Звякнули инструменты, послышался плеск воды. Я уступила свое место Герману и присела на корточки в изголовье Эрика. Змея на его руке, обычно такая оживленная при движении сухожилий, лежала неподвижно.

— А он очнется, мастер? — с опасением спросила я.

— Когда все будет сделано, я использую способ, как его вывести из состояния сна, Элеонора. А теперь позволь приступить к работе. — Он наморщил лоб и еще раз аккуратно разложил свои инструменты. — О Всемогущий Боже. Изъяви свою волю на успокоение тех, кто боится тебя на земле. — Его изборожденные морщинами руки на секунду судорожно сжались в молитве. — Atah Gibor le-Olam̉.[52]

Герман и Тассиа подложили под спину Эрика узкую подушку, и та часть тела, на которой была рана, оказалась на возвышении. Сверху и снизу Нафтали соединил края раны. Гной струился по животу. Чистыми, аккуратно скрученными тампонами, которые протянул ему Тассиа, Нафтали обтер рану снаружи и изнутри. Герман бросил испачканные тампоны в огонь. С помощью узкого серебряного зонда лекарь определил глубину раны. Я видела, как он погрузил туда кривой нож и сделал большой внутренний разрез. Кивая, он что-то бурчал себе под нос, будто подтверждая какое-то подозрение. Одну из мисок с водой Тассиа придвинул ближе. Лекарь погрузил руки в жидкость с запахом меда и погрузил три пальца глубоко в рану.
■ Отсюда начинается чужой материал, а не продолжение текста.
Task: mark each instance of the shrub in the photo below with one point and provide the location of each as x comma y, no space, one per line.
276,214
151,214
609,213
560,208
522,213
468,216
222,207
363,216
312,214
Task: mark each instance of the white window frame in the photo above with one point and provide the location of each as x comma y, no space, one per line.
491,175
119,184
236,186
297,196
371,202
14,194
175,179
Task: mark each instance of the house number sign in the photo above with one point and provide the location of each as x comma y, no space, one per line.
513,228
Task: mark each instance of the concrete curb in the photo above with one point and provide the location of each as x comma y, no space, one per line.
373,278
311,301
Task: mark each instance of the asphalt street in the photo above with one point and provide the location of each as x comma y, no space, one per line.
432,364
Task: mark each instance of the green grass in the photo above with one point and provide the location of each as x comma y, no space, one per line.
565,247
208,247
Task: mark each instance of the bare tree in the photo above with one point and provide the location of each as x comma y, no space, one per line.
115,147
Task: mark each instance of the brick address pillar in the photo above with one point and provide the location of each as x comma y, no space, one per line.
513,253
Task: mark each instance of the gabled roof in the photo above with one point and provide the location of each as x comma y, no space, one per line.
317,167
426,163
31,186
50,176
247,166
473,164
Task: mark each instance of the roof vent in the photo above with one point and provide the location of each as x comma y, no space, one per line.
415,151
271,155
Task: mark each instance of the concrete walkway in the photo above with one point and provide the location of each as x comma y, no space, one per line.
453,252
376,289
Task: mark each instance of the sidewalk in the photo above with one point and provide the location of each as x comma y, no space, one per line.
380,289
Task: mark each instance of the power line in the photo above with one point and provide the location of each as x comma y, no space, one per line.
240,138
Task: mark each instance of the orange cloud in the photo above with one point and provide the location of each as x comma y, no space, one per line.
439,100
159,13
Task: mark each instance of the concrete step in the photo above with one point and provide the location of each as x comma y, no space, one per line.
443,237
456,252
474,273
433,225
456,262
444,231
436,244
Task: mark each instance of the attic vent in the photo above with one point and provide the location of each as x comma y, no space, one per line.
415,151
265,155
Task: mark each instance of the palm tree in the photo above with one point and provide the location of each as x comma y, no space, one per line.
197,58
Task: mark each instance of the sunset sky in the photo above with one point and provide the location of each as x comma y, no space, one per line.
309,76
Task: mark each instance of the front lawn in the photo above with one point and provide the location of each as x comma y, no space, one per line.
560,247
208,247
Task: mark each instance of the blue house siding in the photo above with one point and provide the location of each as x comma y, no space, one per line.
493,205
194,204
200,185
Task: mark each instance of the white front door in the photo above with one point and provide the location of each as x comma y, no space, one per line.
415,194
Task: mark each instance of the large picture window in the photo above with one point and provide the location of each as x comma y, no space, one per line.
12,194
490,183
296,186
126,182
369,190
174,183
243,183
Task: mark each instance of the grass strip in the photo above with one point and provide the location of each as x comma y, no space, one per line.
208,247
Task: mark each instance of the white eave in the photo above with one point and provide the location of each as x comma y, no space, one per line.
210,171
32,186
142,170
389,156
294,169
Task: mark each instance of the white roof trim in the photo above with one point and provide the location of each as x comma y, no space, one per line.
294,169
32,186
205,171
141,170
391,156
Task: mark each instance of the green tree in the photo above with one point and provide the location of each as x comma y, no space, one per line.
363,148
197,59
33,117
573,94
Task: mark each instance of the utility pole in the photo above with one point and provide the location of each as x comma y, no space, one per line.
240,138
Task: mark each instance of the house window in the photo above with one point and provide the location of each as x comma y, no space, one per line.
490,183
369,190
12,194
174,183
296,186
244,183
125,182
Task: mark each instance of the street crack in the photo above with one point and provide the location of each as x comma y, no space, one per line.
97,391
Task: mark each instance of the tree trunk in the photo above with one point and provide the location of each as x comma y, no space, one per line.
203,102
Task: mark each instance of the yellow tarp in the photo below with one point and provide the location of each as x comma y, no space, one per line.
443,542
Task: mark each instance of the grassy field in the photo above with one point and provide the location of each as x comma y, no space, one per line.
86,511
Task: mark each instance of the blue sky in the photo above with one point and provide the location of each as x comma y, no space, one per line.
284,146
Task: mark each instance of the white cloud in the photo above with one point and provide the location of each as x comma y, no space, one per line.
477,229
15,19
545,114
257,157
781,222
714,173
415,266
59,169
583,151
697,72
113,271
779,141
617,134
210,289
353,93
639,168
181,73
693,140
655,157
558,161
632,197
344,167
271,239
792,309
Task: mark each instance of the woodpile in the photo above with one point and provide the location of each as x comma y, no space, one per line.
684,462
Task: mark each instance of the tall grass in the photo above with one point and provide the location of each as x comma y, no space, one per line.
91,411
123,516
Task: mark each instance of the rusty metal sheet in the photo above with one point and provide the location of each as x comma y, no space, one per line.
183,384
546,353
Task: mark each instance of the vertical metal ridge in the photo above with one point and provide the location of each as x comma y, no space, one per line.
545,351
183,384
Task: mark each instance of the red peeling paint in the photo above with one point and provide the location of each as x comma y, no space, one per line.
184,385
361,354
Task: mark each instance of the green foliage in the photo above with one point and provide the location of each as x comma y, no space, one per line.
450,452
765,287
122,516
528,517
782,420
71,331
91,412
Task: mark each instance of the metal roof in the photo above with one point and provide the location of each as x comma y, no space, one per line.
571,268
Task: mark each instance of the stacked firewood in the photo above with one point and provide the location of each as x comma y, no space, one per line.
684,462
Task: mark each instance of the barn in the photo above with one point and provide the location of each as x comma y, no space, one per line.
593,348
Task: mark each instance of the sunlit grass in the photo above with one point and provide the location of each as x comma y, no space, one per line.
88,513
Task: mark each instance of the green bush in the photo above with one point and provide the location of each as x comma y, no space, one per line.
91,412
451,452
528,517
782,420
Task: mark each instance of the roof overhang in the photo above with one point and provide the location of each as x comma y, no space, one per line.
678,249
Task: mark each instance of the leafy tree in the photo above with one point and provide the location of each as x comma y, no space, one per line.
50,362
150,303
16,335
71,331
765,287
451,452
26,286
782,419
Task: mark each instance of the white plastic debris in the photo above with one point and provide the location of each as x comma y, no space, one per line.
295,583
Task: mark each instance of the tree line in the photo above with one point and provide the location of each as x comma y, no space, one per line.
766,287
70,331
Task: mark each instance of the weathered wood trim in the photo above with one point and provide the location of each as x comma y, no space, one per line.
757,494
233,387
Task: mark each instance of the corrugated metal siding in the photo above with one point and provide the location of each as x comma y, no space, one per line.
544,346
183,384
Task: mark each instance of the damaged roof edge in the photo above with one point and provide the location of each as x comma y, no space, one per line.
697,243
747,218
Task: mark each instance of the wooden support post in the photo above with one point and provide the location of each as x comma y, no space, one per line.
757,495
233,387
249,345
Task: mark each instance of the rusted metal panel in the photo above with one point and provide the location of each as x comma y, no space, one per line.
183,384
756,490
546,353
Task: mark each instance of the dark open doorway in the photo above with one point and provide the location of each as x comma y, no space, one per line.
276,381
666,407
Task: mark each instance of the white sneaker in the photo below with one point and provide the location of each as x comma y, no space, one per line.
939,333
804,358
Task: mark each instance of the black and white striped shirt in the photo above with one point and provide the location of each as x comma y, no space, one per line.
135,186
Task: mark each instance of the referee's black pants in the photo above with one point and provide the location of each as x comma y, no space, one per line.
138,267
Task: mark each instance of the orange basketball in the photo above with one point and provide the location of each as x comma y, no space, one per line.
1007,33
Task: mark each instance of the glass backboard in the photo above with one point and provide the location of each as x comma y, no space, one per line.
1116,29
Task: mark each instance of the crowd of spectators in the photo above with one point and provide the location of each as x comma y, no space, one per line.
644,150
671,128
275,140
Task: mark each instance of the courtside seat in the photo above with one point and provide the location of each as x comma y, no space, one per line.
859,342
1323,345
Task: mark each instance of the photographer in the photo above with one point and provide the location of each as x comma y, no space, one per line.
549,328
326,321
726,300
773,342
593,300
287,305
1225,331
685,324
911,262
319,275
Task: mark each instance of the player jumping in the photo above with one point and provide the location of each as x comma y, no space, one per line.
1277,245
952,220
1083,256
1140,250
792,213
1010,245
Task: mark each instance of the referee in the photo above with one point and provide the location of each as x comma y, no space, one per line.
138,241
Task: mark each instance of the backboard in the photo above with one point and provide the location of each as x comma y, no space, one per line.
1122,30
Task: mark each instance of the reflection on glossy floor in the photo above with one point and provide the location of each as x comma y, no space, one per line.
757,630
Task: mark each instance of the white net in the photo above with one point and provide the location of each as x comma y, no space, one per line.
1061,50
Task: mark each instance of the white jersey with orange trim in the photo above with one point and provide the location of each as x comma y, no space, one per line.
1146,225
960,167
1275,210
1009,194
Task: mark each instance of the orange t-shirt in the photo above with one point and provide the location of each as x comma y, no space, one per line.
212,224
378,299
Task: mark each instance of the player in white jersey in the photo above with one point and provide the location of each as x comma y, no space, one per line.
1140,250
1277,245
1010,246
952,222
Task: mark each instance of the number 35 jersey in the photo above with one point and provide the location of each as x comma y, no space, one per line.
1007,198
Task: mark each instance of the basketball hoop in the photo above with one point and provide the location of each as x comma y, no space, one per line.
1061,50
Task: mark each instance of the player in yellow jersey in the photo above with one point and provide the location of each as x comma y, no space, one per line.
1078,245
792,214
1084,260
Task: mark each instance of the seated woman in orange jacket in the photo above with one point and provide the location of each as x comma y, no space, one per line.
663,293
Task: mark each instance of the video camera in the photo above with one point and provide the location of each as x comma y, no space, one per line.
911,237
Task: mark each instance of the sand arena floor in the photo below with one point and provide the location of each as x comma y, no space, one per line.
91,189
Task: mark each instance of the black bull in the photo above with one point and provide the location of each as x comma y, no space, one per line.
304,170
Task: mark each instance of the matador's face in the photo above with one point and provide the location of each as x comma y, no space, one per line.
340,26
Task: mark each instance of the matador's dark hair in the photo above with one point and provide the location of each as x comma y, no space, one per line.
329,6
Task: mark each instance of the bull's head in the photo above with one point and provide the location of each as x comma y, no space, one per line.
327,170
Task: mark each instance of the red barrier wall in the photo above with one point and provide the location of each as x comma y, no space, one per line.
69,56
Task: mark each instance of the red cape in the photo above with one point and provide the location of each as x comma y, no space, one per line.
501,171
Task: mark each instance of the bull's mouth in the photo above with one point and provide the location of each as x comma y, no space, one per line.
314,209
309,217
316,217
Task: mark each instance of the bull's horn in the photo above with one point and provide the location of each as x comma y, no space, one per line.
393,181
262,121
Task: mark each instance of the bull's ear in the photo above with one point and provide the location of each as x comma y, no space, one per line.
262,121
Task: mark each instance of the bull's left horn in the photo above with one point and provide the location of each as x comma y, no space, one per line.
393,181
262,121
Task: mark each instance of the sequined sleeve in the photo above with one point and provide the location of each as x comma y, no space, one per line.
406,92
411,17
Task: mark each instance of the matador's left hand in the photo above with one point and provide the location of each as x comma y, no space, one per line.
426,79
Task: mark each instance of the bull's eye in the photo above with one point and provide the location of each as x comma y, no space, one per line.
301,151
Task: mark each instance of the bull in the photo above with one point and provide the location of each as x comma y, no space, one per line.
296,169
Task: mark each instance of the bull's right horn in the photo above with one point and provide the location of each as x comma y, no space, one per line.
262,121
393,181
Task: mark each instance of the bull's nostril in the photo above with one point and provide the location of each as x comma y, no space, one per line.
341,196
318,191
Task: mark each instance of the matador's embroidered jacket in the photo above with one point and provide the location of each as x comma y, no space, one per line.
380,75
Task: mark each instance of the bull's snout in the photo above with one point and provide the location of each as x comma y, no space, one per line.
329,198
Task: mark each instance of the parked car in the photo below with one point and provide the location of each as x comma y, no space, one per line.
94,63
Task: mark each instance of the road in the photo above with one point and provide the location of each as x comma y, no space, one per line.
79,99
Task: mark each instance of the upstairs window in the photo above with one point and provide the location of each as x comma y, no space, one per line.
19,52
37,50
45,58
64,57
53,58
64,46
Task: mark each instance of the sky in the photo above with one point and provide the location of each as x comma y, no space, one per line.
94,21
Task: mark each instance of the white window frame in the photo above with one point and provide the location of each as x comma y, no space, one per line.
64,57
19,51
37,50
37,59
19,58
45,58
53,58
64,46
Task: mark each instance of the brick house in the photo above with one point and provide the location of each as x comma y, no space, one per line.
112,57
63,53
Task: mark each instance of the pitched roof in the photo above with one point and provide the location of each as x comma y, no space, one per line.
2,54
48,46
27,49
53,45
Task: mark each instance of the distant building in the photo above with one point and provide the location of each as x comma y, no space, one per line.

Меня затошнило. Я отвернулась, пытаясь удобнее разместить голову Эрика и отчаянно борясь с приступами рвоты. Пальцами Нафтали держал часть кишок. Он осторожно вытянул их из раны, блестящие, розового цвета, круглые, гладкие, влажные. Я знала: то, что совершает здесь врач, грешно. Он прикасался к одной из самых сокровенных тайн человека, и мой духовник навечно проклял бы меня за это. Но, несмотря на это, затаив дыхание, я отважилась взглянуть на происходящее еще раз.

Нафтали ловко воткнул палец и держал кишки, как петлю. И я увидела то, что он искал, — место, куда проникло копье.

— Была проткнута брюшина, и вот именно здесь повреждена кишка. Отсюда мог исходить запах, — коротко пояснил он.

Волна тошноты снова охватила меня, когда я увидела, как лекарь орудовал искривленным ножом. Полилась кровь, потом нестерпимо запахло обожженной плотью, а Тассиа продолжал очищать влажным тампоном пораженный участок кишки между пальцами Нафтали.

Герман тем временем достал острую иглу из жаровни и подыскивал подходящую нить. Звякнув, на пол упал ланцет. Нафтали взглянул вверх. На лбу лекаря блестели капли пота.

— Не нужно никакой нити. Принеси мне стеклянный сосуд, скорее. Тот, что прислал мне хаким из университета Аль-Азхара, из Каира.

Не прошло и минуты, как Герман возвратился, держа в руках закрытую стеклянную банку, в которой я с ужасом заметила некоторое движение: что-то кишело и проворно двигалось там — туда-сюда, туда-сюда, — наползая и отталкиваясь друг от друга.

— Что вы собираетесь делать?! — воскликнула я.

— Они помогут мне зашить кишку — Нафтали посмотрел стекло на свет. — Это муравьи из Египта, которых применял на практике известный хаким Абу аль Квазим. Посмотри на это сейчас, если сможешь, девочка. Второго такого случая в жизни тебе не представится.

Тассиа принял у Нафтали пораженный участок кишки, а Герман в это время открыл стеклянный сосуд. Лекарь достал пинцетом одного муравья, сжав обработанные края раны. Я увидела, как муравей стал вгрызаться в плоть, сверкнул скальпель, и Нафтали уже держал обезглавленное тельце муравья на своем инструменте.